Bennett Markow looks to his big brother, Eli (right), during a family visit at UC Davis Children’s Hospital in Sacramento. Bennett was born four months early, in November 2020.
The day after his 8-month-old baby died, Kingsley Raspe opened the mail and found he had been sent to collections for her care.
That notice from the collections agency involved a paltry sum, $26.50 — absurd really, given he’d previously been told he owed $2.5 million for treatment of his newborn’s congenital heart defect and other disorders.
Raspe and his wife, Maddie, had endured watching doctors crack open the chest of their pigtailed daughter, Sterling, whom they called “sweet Sterly gurl.” The health team performed so many procedures. But they couldn’t keep her — or her parents’ dreams for her — alive.
The bills lived on for the Raspes, as they do for many other families of premature and very sick infants who don’t survive.
“What a lasting tribute to the entire experience,” Kingsley said angrily. “The process was just so heartless.”
More than 300,000 U.S. families have infants who require advanced medical attention in the newborn intensive care units every year. Some babies stay for months, quickly generating astronomical fees for highly specialized surgeries and round-the-clock care. The services are delivered, and in U.S. health care, billing follows. But for the smaller fraction of families whose children die, the burden can be too much to bear.
A patchwork of convoluted Medicaid-qualification rules seek to defray these kinds of bills for very sick children. But policies differ in each state, and many parents — especially those, like the Raspes, who have commercial insurance — don’t know to apply or think they won’t qualify.
Also, because many crises that befall premature or very sick babies are in-the-moment emergencies, there may not be time for the preapprovals that insurers often require for expensive interventions. That leaves parents in crisis — or in mourning — tasked with fighting with insurers to have treatment covered.
Three families detailed for KHN how medical bills compounded their suffering during a time when they were just trying to process their loss.
Bennett Markow needed a $71,000 ‘out-of-network’ emergency flight
As the hospital in Reno, Nev., was converting a parking garage into a COVID-19 unit in November 2020, Bennett Markow came into the world four months early.
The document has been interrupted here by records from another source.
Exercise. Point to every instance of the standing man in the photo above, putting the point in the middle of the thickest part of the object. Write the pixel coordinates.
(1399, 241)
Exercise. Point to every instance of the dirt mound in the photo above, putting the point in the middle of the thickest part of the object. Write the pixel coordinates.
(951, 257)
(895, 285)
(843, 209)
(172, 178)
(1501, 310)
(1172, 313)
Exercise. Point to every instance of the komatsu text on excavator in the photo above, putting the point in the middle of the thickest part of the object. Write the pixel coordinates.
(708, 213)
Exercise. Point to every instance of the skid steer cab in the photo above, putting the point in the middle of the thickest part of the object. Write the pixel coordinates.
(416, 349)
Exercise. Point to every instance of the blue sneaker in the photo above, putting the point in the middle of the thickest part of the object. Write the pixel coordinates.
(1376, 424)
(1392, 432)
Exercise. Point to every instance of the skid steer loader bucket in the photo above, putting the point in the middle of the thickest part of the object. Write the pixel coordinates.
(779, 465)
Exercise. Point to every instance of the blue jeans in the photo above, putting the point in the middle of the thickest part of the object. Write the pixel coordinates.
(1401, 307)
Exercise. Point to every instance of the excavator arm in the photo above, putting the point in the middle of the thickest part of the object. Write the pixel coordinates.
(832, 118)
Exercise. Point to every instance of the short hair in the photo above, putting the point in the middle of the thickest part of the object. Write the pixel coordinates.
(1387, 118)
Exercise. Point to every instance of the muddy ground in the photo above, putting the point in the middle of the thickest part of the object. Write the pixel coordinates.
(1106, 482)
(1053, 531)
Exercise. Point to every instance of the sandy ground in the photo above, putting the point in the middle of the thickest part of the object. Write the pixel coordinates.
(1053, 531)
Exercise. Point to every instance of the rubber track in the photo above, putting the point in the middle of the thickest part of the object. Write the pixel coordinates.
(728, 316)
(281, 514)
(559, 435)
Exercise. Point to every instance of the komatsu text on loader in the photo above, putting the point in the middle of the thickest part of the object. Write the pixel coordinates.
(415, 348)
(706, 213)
He weighed less than a pound. His care team loved to sing “Bennie and the Jets” to him as a nod to the jet ventilator keeping his tiny lungs working.
On Jan. 20, 2021, when he was 2 months old, Bennett’s parents were told he needed to go to UC Davis Children’s Hospital in Sacramento, Calif., for specialized care that could keep him from going blind. The transfer team would be there in an hour. And the Nevada care team said that because it was an emergency, the family needn’t worry about their insurance or the method of transportation.
Bennett’s eye problem ended up being less severe than the doctors had feared. And Crissa Markow and her husband, A.J., were billed for the plane ride from REACH Air Medical Services, which turned out to be out-of-network. Jason Sorrick, vice president of government relations for REACH’s parent company, Global Medical Response, said the ride happened during a “lapse” in Bennett’s Medicaid coverage.
The Markows said there was no lapse. They hadn’t applied for Medicaid yet because they thought they wouldn’t qualify — the family is middle-class, and Bennett was on Crissa’s insurance. They did not know they should apply until a social worker at UC Davis gave them more information — after the flight.
Bennett Markow cuddles with his dad, A.J., hours before the baby died in July 2021 at UC Davis Children’s Hospital in Sacramento, Calif.
Crissa Markow
Crissa Markow said her heart dropped to her toes when she realized she was being billed more than $71,000 — that’s more than she makes in a year as a social worker. (The federal No Surprises Act, which aims to eliminate surprise billing, could have prevented some of the family’s headaches — but Bennett was born before the law went into effect this year.)
Although Crissa was used to working toward solutions, the billing quagmires she found herself in were overwhelming as she juggled her job, caring for Bennett and her other son and the travel logistics required to stay with Bennett, who was now getting care about 2½ hours away from her home. Crissa estimates she spent six to eight hours a week dealing with medical bills to keep them from being sent to collections — which still happened.
Bennett died that July after doctors said his lungs could not fight anymore. The Markows spent their bereavement leave battling with insurers and other billing agencies.
Finally, Crissa called REACH, the air transport company, and said: “Look, my son died. I just want to be able to grieve, I want to focus on that. Dealing with this bill is traumatic. It’s a reminder every day I shouldn’t have to be fighting this.”
By October, the Markows had settled the bill with REACH on the condition that they not disclose the terms. Sorrick said that the company reaches agreements based on the financial and personal situations of each patient and their family and that the company’s patient advocates had talked to Crissa Markow 17 times.